Creating role

There are several ways how to create tole in OpenIAM:

  • webconsole (user interface);
  • synchronization feature;
  • through the OpenIAM Rest API.

Below, the user interface (UI) case will be covered. The other methods for doing that are covered in respective sections of documentation.

Creating a role

To create a role using UI follow the steps below.

  1. Login to the webconsole and go to Access Control -> Role
  2. Go to Create new role form in the side menu.
  3. Select the role type from the dropdown. By default, OpenIAM provides two values: Access Role and Provision Role. These two values are simply used for classification and do not impact the behavior of the role in any way. The drop down also shows all role types created by the user. If you are creating a role that will impact user provisioning, then select the Provision role. You can use Access Role if you are focused on just SSO and authorization operations.
  4. Complete the role creation screen as described in the table below.
Field NameDescription
Password policySelect the password policy that should be effective for the systems to be associated with this role. In most cases, it is a Default Password Policy.
Role NameUnique name to identify this role.
DescriptionDetails describing this role. The description should be a meaningful and clear statement to assist end-users, access reviewers and others as they use the OpenIAM application.
Managed SystemIf this role will be used for provisioning, then the Managed System field value should be the system that account will be created in. If you need to manage more than one Managed System with this role, use the Role entitlements screen to add other values.
RiskValue of the risk field can be low or high. By default, this value does not impact behavior. Rules can be introduced to leverage this flag, which is often needed for access certification campaigns.
StatusValues are Active or Inactive. They can prevent a role from being used by making it Inactive.
Max. number of usersMaximum number of users that can be members of this role.
Default membership durationDefault period, when a user can be a member of this role. After this period, the user will be removed from this role.
Role parentRoles support inheritance. The Role parent is the immediate role from which entitlements should be inherited.
GUIDGUID which may relate to this role in another application. This is not an OpenIAM generated value.
Role ownerUser or group of people who own this role. This value is often used in request / approval and access certification tasks.
Role adminUser or group of people who administer this role. This value is often used in request / approval and access certification tasks.
Is VisibleFlag is used to hide objects from some groups of administrators who have access to the webconsole and SelfService portals. Here, the object becomes available for super security administrators only.
Participate in access certificationFlag is used to determine if this role should be excluded from access certification requests.
All users provisioned to this roleFlag which determines if this role should be granted by default to all users regardless of other criteria.
  1. Click Save. The role created.

Additional details on role creation, you can find in the document by this link.

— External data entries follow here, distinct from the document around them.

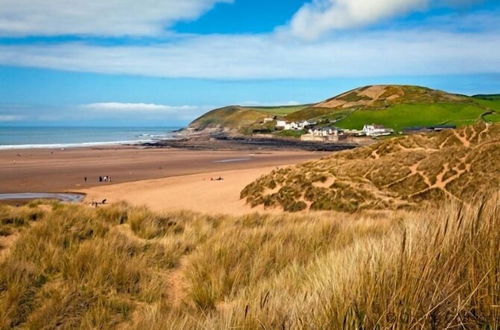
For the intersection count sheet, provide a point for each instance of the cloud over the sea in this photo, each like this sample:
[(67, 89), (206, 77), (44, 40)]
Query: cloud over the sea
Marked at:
[(136, 107), (10, 118), (415, 51), (96, 17)]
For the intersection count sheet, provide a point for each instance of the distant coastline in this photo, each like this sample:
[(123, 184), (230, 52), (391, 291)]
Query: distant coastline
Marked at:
[(12, 138)]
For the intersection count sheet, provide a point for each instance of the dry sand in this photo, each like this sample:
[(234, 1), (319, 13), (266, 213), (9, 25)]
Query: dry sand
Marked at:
[(195, 192), (163, 179), (55, 170)]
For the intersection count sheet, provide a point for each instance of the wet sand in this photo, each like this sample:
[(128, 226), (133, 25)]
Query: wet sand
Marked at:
[(56, 170)]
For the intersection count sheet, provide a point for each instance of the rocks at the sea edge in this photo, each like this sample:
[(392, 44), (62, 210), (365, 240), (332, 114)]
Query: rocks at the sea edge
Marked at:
[(222, 141)]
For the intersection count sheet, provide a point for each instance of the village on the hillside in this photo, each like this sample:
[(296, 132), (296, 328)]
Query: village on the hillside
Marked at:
[(321, 132)]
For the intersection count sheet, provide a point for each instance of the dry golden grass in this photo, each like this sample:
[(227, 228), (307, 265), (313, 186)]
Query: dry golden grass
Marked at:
[(393, 174), (125, 267)]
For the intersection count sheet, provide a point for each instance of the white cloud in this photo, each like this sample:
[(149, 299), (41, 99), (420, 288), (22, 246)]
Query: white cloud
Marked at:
[(9, 118), (135, 107), (320, 16), (96, 17), (420, 51)]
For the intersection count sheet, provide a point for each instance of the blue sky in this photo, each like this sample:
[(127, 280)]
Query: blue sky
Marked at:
[(162, 63)]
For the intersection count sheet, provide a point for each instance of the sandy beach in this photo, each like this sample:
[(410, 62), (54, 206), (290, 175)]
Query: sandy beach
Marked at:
[(197, 192), (164, 179)]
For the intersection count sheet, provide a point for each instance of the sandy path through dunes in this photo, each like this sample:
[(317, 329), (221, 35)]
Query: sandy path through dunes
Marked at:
[(189, 192)]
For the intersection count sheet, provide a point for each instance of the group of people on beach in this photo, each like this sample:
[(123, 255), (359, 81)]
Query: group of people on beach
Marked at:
[(106, 178)]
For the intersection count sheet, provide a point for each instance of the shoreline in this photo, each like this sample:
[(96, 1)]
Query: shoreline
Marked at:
[(65, 170), (201, 193)]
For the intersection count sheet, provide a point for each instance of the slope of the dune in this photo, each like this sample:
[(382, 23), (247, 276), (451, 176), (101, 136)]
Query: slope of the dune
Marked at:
[(397, 173)]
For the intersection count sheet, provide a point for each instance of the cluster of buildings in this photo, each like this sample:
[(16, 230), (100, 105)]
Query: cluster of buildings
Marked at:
[(294, 126), (333, 134)]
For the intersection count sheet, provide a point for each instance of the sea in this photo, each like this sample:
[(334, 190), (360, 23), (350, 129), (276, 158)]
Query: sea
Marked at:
[(72, 137)]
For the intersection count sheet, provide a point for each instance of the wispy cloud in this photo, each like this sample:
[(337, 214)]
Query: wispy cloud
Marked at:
[(10, 118), (321, 16), (422, 51), (96, 17), (136, 107)]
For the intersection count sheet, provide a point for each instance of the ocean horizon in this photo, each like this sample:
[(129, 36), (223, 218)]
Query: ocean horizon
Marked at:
[(66, 137)]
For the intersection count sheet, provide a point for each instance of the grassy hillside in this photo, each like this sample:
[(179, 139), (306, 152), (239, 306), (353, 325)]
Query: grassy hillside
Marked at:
[(233, 117), (399, 107), (118, 267), (390, 105), (392, 174), (238, 117)]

Adding/deleting users from a role

Find the user you want to add to a specific role. Then, go to User Entitlements and click Add button.

In the menu opened, add the respective role as needed by completing the fields. In case filling the End Date field will automatically delete the user from a respective Role on the specified date.

Adding role to AD

If you need to create a role/group linked with AD, you need to select an appropriate managed system during role/group creation (or updating) as shown above.

As soon as you add a role/group to the user (on add or update operation discussed above) this user will be linked with the managed system (AD in this case).

This process is called RBAC (role based access model).

In order to verify that the used was added to a group or role:

  • Go to webconsole -> Edit user -> User entitlements.

Here, you can see if the user is explicitly linked with a role/group.

To see if the user is implicitly linked with the managed system resource:

  • Go to webconsole -> Edit user -> Identities.